Le mot est péjoratif : l’idéaliste est ce rêveur égaré dans un autre monde, le monde des idées, où tout est limpide, à l’abri des obstacles de la vie, contre lesquels se heurtent les autres, pour qui il y a loin de l’idéal aux réalités de ce monde. Est-ce tout ce qu’il y a à dire de l’idéaliste ?
Celui qui n’a pas d’idées, c’est communément celui qui est démuni devant les difficultés, réduit à attendre qu’un autre trouve l’issue. Mieux vaut alors avoir des idées. Mais quand il s’agit d’idéaux, de l’Idée de justice ou de sagesse, on se montre souvent plus sceptique.

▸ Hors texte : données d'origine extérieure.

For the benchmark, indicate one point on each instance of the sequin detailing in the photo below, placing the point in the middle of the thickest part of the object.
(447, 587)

Car aucune société n’est parfaitement juste, aucun homme tout à fait sage, et l’ami parfait est un personnage de roman. Belles idées assurément, mais loin de terre, inaccessibles : à quoi bon rêver à des chimères que tous les exemples démentent ?

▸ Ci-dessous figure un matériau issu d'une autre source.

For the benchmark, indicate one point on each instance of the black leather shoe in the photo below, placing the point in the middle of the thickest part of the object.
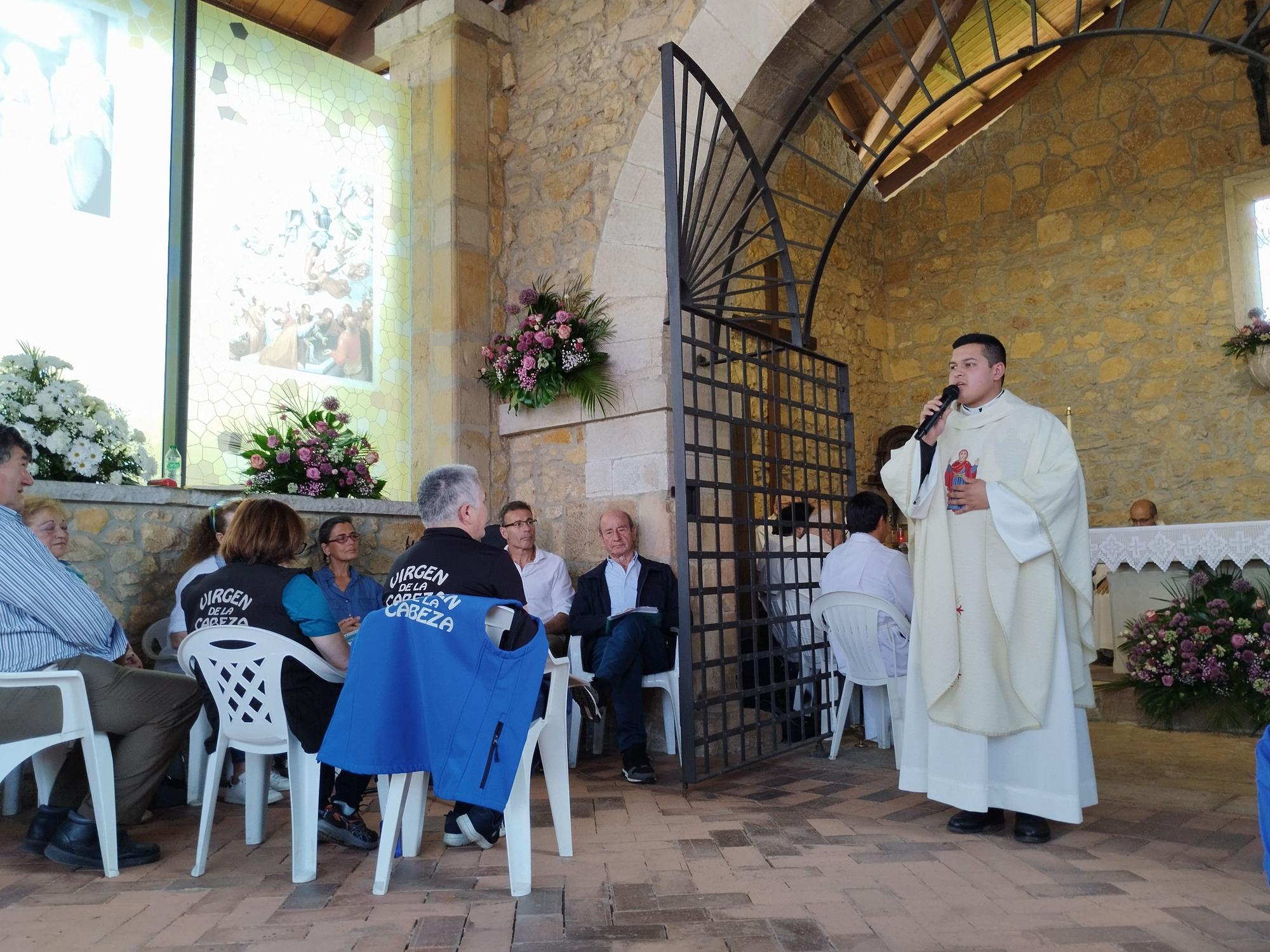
(1032, 830)
(43, 828)
(972, 822)
(76, 843)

La perfection que représentent ces idéaux n’existe pas. Mais à la différence du rêve, elle n’est pas fantaisiste, parce qu’il n’y a qu’une façon de la concevoir : il y a mille degrés de perfection, c’est-à-dire d’imperfection, mais un unique sommet, d’où se mesurent les autres degrés. Ou le sage est sans défaut, ou c’est un homme comme les autres ; il n’y a pas de milieu.
La parfaite sagesse n’existe pas, soit. Mais s’il n’existe au monde que des traîtres, la loyauté est-elle pour cela vide de sens ? En réalité, elle seule permet de juger les hommes indignes, au lieu d’accepter le fait sans protester. Ainsi, une Idée peut ne pas exister sans valoir moins ; au contraire c’est nous qui valons d’autant moins que nous nous en éloignons.
Nul n’est donc plus lucide et vigilant que l’idéaliste, que les Idées retiennent de se reposer jamais, satisfait de lui, dans une perfection chimérique. L’endormi, c’est celui qui s’imagine que tous ses actes sont spontanément, naturellement conformes à la justice, au bon sens et à l’amitié.